# looking for a good speedcube



## bour1992 (Sep 23, 2008)

I need a new speedcube.

Till now I had a core 3x3 cube that makes a lot of pops and it is very slow.
I want to update it with a speedcube that will not make pops, it will be quick and i can do fingertricks.

Can you help me and give me some options?


----------



## pjk (Sep 23, 2008)

I'd suggest a Rubiks DIY. I recently bought one after trying other DIYs, and I seem to like the Rubiks DIY the best.


----------



## bour1992 (Sep 23, 2008)

I am not sure what model you suggest me.
You mean http://www.rubiks.com/Shop/Products/Rubiks%203x3%20Hex%20Packaging.aspx?


----------



## waffle=ijm (Sep 23, 2008)

That's not a DIY
look for assembly kit on rubik's.com


----------



## bour1992 (Sep 23, 2008)

Then you mean http://www.rubiks.com/Shop/Products/Rubiks%203x3%20Assembly%20Cube%20with%20lube%20stickers.aspx?

I also found http://www.cube4you.com/332_Rubiks-3x3x3-Speed-Cube.html
but i don't know anything about that.

Please tell me your opinion.


----------



## waffle=ijm (Sep 23, 2008)

yeah thats the one. The cube4you one is pretty good. My friend uses that as her main and she avg sub 18 nicely. Basically it is the same cube but the hardware for the Rubiks.com one will be either better or worse depending on preference compared to the cube4you one.


----------



## Swoncen (Sep 23, 2008)

I own the Rubiks Speedcube you posted.. it's my maincube since I lubed it.. it's very nice, you should buy it. It pops hardly ever and it's fast. It can't cut corners like a Type C but I can do better with the speedcube because the cubies are much better then the Type C cubies.


----------



## bour1992 (Sep 23, 2008)

Can I do fingertricks with both of them?


----------



## Swoncen (Sep 23, 2008)

for sure! The Rubiks Speedcube is the best! =)

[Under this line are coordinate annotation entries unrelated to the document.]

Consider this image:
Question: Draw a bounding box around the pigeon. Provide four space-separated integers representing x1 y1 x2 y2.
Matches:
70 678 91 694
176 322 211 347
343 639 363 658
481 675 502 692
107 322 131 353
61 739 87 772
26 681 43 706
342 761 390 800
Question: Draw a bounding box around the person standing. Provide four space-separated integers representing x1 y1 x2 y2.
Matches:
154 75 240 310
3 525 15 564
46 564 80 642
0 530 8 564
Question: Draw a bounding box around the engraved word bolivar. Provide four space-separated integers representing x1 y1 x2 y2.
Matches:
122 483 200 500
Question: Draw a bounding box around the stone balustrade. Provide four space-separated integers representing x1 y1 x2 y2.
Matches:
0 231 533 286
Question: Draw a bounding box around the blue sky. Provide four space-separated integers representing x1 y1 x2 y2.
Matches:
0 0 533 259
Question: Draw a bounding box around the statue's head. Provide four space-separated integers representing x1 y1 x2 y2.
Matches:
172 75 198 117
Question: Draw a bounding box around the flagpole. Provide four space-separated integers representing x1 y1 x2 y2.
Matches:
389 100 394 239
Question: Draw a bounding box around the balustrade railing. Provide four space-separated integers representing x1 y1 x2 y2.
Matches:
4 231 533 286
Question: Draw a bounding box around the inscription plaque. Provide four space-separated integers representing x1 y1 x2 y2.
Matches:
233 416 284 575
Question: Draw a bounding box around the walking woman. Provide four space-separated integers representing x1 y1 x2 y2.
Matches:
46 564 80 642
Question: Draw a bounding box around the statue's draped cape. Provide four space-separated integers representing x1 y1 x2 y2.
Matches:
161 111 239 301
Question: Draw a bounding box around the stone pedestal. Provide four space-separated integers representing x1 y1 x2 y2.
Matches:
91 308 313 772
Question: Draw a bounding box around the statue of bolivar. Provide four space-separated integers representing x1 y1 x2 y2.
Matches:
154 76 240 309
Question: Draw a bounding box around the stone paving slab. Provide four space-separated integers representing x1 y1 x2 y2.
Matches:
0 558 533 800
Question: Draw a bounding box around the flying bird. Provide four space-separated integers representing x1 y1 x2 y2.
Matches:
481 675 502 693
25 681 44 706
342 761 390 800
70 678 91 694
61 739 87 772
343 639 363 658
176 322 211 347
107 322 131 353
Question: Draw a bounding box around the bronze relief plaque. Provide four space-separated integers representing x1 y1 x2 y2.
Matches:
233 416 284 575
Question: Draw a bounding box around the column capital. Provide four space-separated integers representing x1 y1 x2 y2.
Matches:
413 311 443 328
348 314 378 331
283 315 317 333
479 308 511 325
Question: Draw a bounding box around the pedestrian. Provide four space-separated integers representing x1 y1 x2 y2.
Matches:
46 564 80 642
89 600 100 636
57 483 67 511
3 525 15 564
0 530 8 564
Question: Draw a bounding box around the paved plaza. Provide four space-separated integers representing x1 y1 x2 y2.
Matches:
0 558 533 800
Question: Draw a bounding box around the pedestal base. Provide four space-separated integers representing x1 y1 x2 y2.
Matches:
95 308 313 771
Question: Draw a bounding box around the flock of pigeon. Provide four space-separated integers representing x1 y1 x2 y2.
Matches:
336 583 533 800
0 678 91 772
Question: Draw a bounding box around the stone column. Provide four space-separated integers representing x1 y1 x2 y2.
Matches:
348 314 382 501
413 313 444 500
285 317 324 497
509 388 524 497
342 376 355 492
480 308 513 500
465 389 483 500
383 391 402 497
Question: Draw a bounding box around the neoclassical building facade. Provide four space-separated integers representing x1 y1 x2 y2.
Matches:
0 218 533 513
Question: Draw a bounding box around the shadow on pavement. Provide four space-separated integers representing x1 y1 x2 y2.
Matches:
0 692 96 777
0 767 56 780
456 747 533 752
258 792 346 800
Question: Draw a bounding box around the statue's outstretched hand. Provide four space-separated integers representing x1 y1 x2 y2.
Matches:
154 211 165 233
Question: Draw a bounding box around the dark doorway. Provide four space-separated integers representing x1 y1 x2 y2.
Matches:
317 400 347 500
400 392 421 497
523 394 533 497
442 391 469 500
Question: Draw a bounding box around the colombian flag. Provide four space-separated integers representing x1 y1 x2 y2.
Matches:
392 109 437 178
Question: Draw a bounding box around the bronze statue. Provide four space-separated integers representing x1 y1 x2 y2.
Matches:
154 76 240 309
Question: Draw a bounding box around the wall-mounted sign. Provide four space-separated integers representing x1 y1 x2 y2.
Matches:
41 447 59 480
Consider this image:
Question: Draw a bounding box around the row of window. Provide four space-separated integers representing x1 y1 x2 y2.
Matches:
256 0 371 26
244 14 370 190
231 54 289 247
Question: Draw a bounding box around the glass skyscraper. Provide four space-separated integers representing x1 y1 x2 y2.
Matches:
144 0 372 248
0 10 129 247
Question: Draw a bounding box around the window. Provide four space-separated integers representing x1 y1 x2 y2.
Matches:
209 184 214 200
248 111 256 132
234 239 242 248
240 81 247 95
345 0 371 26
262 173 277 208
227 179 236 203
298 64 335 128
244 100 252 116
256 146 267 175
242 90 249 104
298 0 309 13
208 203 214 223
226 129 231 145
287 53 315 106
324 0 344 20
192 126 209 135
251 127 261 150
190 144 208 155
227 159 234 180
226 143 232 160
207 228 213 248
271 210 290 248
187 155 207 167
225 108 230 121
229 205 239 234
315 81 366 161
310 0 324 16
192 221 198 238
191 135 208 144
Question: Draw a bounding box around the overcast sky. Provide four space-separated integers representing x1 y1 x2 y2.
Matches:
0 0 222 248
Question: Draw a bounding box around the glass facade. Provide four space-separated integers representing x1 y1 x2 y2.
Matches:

I tightened the tension after I got it, because it was very loose, so don't be afraid. The center caps are also very easy to put out of the centers.


----------



## Swoncen (Sep 23, 2008)

btw. I improved from 36.xx to 30.11 in a week with it..


----------



## PCwizCube (Sep 23, 2008)

This page has lots of information about different types of cubes:
http://www.speedsolving.com/wiki/index.php/Cubes#Cubes

Most people say old Type A and Type D with old Type A core DIYs are the best. I've only used the Type D with old Type A core DIY so I wouldn't be a good source for advice...

And Swoncen, try not to double post. Please merge the two posts into one post. If you don't know how to delete your own post, go to here.


----------



## bour1992 (Sep 24, 2008)

I don't know about this rubiks speedcube but i had bought a assembled simple cube from a store and after about 2 days when i turned a layer it stuck in 45 degrees and some of its edge pieces fall away. It always happen when i try to solve this cube.

Is there any possibility that some of its piece will not stay in well in that cubes?


----------